JEP draft: Lazy Static Final Fields
Owner | John Rose |
Type | Feature |
Scope | JDK |
Status | Draft |
Component | tools |
Created | 2018/08/25 06:49 |
Updated | 2021/11/05 21:51 |
Issue | 8209964 |
Summary
Expand the behavior of final variables to include optional lazy evaluation patterns, in language and JVM. In doing so, extend Java's pre-existing lazy evaluation mechanisms to per-variable granularity, from its current per-class granularity.
Motivation
Java uses lazy evaluation pervasively. Almost every linkage operation
potentially triggers a lazy evaluation, such as the execution of a
<clinit>
method (class initializer bytecode) or invocation of a
bootstrap method (for an invokedynamic
call site or
CONSTANT_Dynamic
constant).
Class initializers are coarse-grained compared to mechanisms using bootstrap methods, because their contract is to run all initialization code for a whole class, rather than some initialization that may pertain to a particular field of that class. Such coarse-grained initialization effects make it especially difficult to predict and isolate the side effects of using one static field from the class, since computing the value of one field entails computation of all static fields in the same class.

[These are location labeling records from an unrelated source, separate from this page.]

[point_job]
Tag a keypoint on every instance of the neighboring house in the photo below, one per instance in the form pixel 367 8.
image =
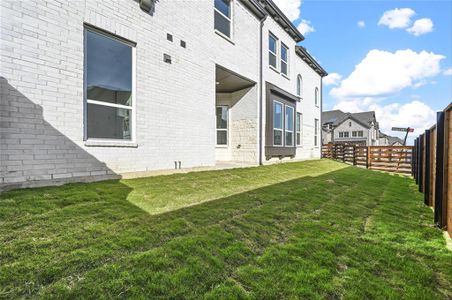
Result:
pixel 350 128
pixel 96 89
pixel 387 140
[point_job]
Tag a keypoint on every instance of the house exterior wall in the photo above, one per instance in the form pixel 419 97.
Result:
pixel 350 125
pixel 42 60
pixel 306 105
pixel 42 88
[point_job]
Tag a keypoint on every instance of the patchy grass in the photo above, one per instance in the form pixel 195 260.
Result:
pixel 317 229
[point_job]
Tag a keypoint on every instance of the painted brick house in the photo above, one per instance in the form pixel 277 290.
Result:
pixel 92 89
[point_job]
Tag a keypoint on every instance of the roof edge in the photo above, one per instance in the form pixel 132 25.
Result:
pixel 255 8
pixel 305 56
pixel 282 20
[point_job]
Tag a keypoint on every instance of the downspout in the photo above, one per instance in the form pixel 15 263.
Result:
pixel 260 90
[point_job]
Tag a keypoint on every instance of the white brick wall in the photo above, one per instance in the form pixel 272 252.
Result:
pixel 311 80
pixel 41 108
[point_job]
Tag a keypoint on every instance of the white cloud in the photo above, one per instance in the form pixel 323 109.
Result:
pixel 383 73
pixel 397 18
pixel 291 8
pixel 415 114
pixel 305 27
pixel 448 72
pixel 421 26
pixel 332 79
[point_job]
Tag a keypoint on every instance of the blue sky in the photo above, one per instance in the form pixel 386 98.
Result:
pixel 402 62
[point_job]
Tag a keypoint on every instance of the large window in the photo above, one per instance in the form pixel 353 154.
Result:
pixel 299 86
pixel 298 128
pixel 222 125
pixel 277 123
pixel 109 87
pixel 272 51
pixel 316 132
pixel 358 133
pixel 223 17
pixel 284 59
pixel 316 96
pixel 344 134
pixel 289 125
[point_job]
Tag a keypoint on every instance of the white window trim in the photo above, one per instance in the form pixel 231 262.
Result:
pixel 300 82
pixel 299 130
pixel 276 69
pixel 230 19
pixel 108 142
pixel 222 129
pixel 282 125
pixel 282 45
pixel 285 129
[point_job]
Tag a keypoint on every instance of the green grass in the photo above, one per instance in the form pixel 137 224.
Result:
pixel 312 230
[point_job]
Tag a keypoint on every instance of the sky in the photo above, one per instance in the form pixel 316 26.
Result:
pixel 391 57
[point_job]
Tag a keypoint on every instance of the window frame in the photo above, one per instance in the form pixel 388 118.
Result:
pixel 282 45
pixel 285 129
pixel 275 68
pixel 86 101
pixel 222 129
pixel 282 124
pixel 316 97
pixel 298 128
pixel 300 86
pixel 316 133
pixel 230 19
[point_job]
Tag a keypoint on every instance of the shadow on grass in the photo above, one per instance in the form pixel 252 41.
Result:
pixel 334 235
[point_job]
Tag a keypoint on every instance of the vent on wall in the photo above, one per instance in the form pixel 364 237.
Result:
pixel 146 5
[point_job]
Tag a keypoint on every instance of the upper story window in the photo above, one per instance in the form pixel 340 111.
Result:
pixel 344 134
pixel 299 122
pixel 223 17
pixel 272 51
pixel 299 86
pixel 316 96
pixel 109 72
pixel 284 59
pixel 359 133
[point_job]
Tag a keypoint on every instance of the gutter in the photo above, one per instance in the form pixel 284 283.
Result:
pixel 261 81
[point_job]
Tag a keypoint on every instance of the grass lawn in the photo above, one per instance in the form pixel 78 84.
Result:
pixel 317 229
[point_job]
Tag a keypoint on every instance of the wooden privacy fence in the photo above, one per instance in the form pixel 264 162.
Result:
pixel 432 168
pixel 396 159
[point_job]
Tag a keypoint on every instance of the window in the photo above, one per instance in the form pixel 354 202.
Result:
pixel 316 96
pixel 289 110
pixel 223 19
pixel 299 86
pixel 316 132
pixel 284 59
pixel 299 124
pixel 277 124
pixel 344 134
pixel 222 113
pixel 109 71
pixel 357 133
pixel 272 51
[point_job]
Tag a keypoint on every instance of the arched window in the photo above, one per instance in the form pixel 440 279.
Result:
pixel 299 86
pixel 316 96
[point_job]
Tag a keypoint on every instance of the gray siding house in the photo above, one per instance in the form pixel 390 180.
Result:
pixel 92 90
pixel 350 128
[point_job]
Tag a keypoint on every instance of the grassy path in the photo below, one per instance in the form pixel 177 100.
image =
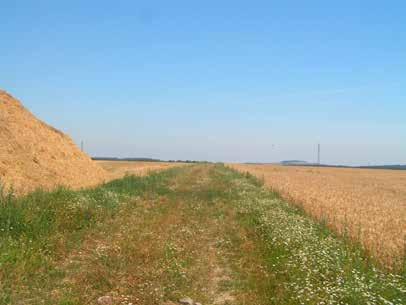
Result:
pixel 204 231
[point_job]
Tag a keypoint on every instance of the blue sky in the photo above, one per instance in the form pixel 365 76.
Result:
pixel 214 80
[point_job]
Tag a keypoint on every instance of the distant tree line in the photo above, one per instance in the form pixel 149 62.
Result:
pixel 144 160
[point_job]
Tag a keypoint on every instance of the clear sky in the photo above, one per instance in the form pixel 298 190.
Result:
pixel 214 80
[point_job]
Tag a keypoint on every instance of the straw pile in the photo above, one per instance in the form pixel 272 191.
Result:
pixel 35 155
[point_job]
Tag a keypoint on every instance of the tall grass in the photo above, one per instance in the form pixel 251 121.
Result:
pixel 42 227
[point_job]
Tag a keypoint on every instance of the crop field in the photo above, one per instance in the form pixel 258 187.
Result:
pixel 204 232
pixel 367 206
pixel 118 169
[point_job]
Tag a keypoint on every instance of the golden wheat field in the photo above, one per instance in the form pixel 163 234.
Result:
pixel 367 205
pixel 118 169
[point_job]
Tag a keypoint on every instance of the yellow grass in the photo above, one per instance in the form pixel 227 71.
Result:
pixel 118 169
pixel 367 205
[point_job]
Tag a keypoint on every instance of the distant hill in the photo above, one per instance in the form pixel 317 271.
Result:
pixel 294 162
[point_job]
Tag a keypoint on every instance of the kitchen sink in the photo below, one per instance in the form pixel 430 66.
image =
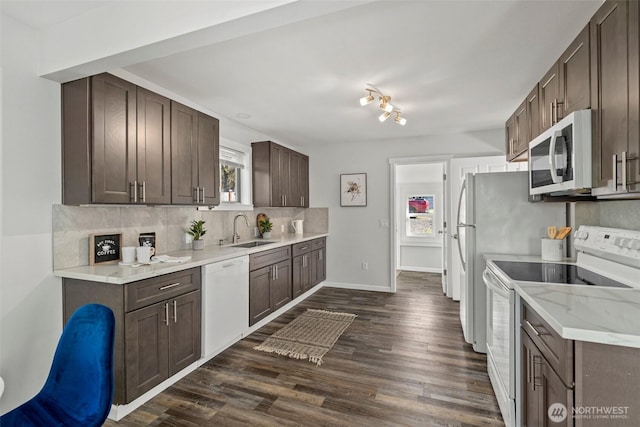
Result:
pixel 252 244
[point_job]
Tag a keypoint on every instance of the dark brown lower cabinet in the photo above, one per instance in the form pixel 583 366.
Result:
pixel 543 390
pixel 318 266
pixel 575 383
pixel 158 323
pixel 309 265
pixel 161 340
pixel 269 282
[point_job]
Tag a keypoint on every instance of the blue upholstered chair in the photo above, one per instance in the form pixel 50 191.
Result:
pixel 79 388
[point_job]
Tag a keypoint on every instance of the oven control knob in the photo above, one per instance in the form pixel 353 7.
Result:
pixel 625 242
pixel 582 235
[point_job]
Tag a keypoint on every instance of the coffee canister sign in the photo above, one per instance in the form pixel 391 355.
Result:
pixel 104 248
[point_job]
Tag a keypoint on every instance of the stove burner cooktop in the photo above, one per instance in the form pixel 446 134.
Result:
pixel 568 274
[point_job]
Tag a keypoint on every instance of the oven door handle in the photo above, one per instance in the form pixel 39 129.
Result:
pixel 494 284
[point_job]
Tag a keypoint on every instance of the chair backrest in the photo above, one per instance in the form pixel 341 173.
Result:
pixel 80 382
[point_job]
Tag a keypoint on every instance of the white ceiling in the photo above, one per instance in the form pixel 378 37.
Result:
pixel 450 66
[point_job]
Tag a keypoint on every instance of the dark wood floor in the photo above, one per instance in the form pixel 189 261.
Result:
pixel 402 362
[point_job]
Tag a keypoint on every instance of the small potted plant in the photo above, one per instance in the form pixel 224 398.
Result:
pixel 197 231
pixel 265 228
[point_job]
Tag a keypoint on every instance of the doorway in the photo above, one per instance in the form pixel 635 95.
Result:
pixel 419 209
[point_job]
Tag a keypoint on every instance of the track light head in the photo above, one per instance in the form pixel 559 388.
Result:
pixel 366 99
pixel 385 105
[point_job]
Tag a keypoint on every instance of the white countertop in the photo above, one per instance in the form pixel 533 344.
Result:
pixel 116 274
pixel 583 313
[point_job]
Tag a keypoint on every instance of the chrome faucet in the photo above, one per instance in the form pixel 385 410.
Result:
pixel 236 236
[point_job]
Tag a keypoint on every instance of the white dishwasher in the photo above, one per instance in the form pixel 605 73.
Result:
pixel 225 304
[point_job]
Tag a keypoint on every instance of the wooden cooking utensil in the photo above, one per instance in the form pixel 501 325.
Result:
pixel 563 232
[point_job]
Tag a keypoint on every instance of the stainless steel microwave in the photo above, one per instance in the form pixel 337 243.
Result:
pixel 560 157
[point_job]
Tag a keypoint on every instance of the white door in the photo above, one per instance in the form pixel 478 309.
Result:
pixel 444 232
pixel 458 168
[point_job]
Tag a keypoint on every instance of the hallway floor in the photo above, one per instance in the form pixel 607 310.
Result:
pixel 402 362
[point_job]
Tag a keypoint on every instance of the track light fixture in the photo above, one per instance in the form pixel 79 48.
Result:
pixel 366 99
pixel 385 105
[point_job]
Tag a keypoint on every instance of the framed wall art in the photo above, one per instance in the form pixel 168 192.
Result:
pixel 104 248
pixel 353 189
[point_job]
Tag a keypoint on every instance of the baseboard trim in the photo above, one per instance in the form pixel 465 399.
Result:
pixel 283 309
pixel 422 269
pixel 357 287
pixel 118 412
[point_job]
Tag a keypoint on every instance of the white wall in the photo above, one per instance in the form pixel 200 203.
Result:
pixel 31 305
pixel 355 232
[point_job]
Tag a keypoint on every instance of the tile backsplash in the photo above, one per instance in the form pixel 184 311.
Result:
pixel 72 226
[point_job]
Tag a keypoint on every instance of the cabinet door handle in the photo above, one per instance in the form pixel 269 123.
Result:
pixel 143 192
pixel 135 191
pixel 537 360
pixel 166 313
pixel 624 171
pixel 529 366
pixel 614 172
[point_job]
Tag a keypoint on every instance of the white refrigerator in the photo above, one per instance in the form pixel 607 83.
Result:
pixel 495 216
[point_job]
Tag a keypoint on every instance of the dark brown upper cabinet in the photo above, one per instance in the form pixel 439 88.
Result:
pixel 563 89
pixel 115 143
pixel 154 148
pixel 549 90
pixel 99 140
pixel 533 114
pixel 195 142
pixel 518 134
pixel 615 95
pixel 280 176
pixel 575 78
pixel 566 86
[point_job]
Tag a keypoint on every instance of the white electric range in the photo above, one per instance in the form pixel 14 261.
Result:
pixel 607 258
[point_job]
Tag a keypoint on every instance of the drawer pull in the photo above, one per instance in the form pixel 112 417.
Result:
pixel 173 285
pixel 535 331
pixel 166 314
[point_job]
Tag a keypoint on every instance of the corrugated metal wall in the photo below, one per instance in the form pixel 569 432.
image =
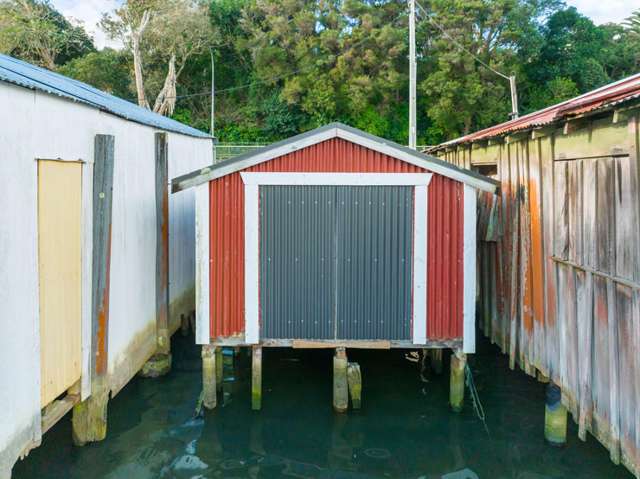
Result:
pixel 445 209
pixel 336 262
pixel 560 288
pixel 297 262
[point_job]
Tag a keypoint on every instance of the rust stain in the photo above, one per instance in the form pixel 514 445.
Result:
pixel 103 315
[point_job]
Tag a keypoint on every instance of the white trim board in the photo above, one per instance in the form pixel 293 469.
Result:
pixel 469 268
pixel 203 261
pixel 337 179
pixel 346 133
pixel 252 183
pixel 420 235
pixel 251 263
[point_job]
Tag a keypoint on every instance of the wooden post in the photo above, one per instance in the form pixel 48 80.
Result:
pixel 354 381
pixel 209 398
pixel 456 387
pixel 219 369
pixel 436 360
pixel 340 386
pixel 555 416
pixel 256 378
pixel 160 362
pixel 184 325
pixel 89 418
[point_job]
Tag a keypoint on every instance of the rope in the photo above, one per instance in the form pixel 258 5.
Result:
pixel 475 398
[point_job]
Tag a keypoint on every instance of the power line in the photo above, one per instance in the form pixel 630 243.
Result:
pixel 457 43
pixel 271 79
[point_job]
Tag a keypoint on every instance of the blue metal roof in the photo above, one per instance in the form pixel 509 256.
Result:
pixel 30 76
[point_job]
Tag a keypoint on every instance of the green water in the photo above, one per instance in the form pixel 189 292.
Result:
pixel 404 430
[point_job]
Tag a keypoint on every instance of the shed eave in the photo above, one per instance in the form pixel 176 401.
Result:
pixel 334 130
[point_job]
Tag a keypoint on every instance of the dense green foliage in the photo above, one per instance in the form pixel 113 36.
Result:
pixel 285 66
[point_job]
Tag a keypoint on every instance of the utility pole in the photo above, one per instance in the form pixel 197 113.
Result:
pixel 213 92
pixel 514 97
pixel 412 74
pixel 213 102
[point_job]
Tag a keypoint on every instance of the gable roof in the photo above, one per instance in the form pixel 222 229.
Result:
pixel 30 76
pixel 603 98
pixel 327 132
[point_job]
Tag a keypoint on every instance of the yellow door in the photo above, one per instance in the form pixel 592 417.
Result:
pixel 60 270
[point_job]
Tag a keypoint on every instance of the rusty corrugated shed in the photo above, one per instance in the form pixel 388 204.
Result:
pixel 446 224
pixel 560 282
pixel 601 98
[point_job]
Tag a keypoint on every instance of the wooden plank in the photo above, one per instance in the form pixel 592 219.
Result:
pixel 626 218
pixel 561 210
pixel 600 379
pixel 505 243
pixel 614 374
pixel 551 359
pixel 537 256
pixel 102 206
pixel 585 337
pixel 629 373
pixel 60 275
pixel 574 193
pixel 526 297
pixel 589 213
pixel 514 317
pixel 605 219
pixel 162 243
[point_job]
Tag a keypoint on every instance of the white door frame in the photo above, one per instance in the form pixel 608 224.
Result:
pixel 252 183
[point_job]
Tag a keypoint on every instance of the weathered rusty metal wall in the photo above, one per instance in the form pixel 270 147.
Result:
pixel 445 217
pixel 560 281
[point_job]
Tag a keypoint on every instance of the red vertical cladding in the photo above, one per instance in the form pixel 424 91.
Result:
pixel 445 280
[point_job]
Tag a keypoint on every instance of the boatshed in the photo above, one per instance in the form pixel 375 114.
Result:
pixel 560 274
pixel 339 239
pixel 89 288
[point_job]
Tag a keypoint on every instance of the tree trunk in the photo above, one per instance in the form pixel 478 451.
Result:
pixel 136 33
pixel 166 100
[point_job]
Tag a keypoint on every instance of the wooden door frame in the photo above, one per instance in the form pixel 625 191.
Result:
pixel 86 242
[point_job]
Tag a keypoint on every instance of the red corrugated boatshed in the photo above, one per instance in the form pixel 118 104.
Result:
pixel 336 238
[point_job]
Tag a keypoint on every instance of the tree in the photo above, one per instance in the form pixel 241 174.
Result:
pixel 161 35
pixel 107 70
pixel 334 60
pixel 34 31
pixel 463 94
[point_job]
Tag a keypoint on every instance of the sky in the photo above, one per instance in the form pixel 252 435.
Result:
pixel 90 12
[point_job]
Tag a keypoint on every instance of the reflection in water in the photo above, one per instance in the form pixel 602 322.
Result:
pixel 405 429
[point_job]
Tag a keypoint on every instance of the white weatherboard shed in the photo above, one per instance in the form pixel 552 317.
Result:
pixel 80 285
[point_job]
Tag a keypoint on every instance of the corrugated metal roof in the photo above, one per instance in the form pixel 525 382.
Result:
pixel 604 97
pixel 30 76
pixel 324 133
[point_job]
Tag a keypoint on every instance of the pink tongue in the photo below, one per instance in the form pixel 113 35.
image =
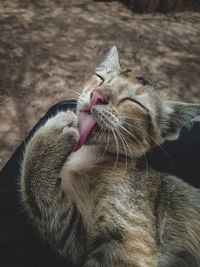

So touching one field touches them all. In AOT compilers, this makes
it difficult to optimize a static field reference, even if the field
has a clearly analyzable constant value. It only takes one
extra-complicated static field in a class to make all fields
non-optimizable. A similar problem appears with proposed mechanisms
for constant-folding (at javac
time) constant fields with complex
initializers.
As an example of an extra-complicated static field initialization, which in some codebases appears in almost every file, consider logger initialization:
private final static Logger LOGGER = Logger.getLogger("com.foo.Bar");
This harmless-looking initialization triggers a tremendous amount of behind-the-scenes activity at class initialization time – though it is unlikely that the logger is needed at class initialization time, or even at all. Deferring the creation to first use would streamline initialization, and might result in optimizing away the initialization entirely.
Final variables are very useful; they are the main mechanism for Java
APIs to denote constant values. Lazy variables are also well-proven.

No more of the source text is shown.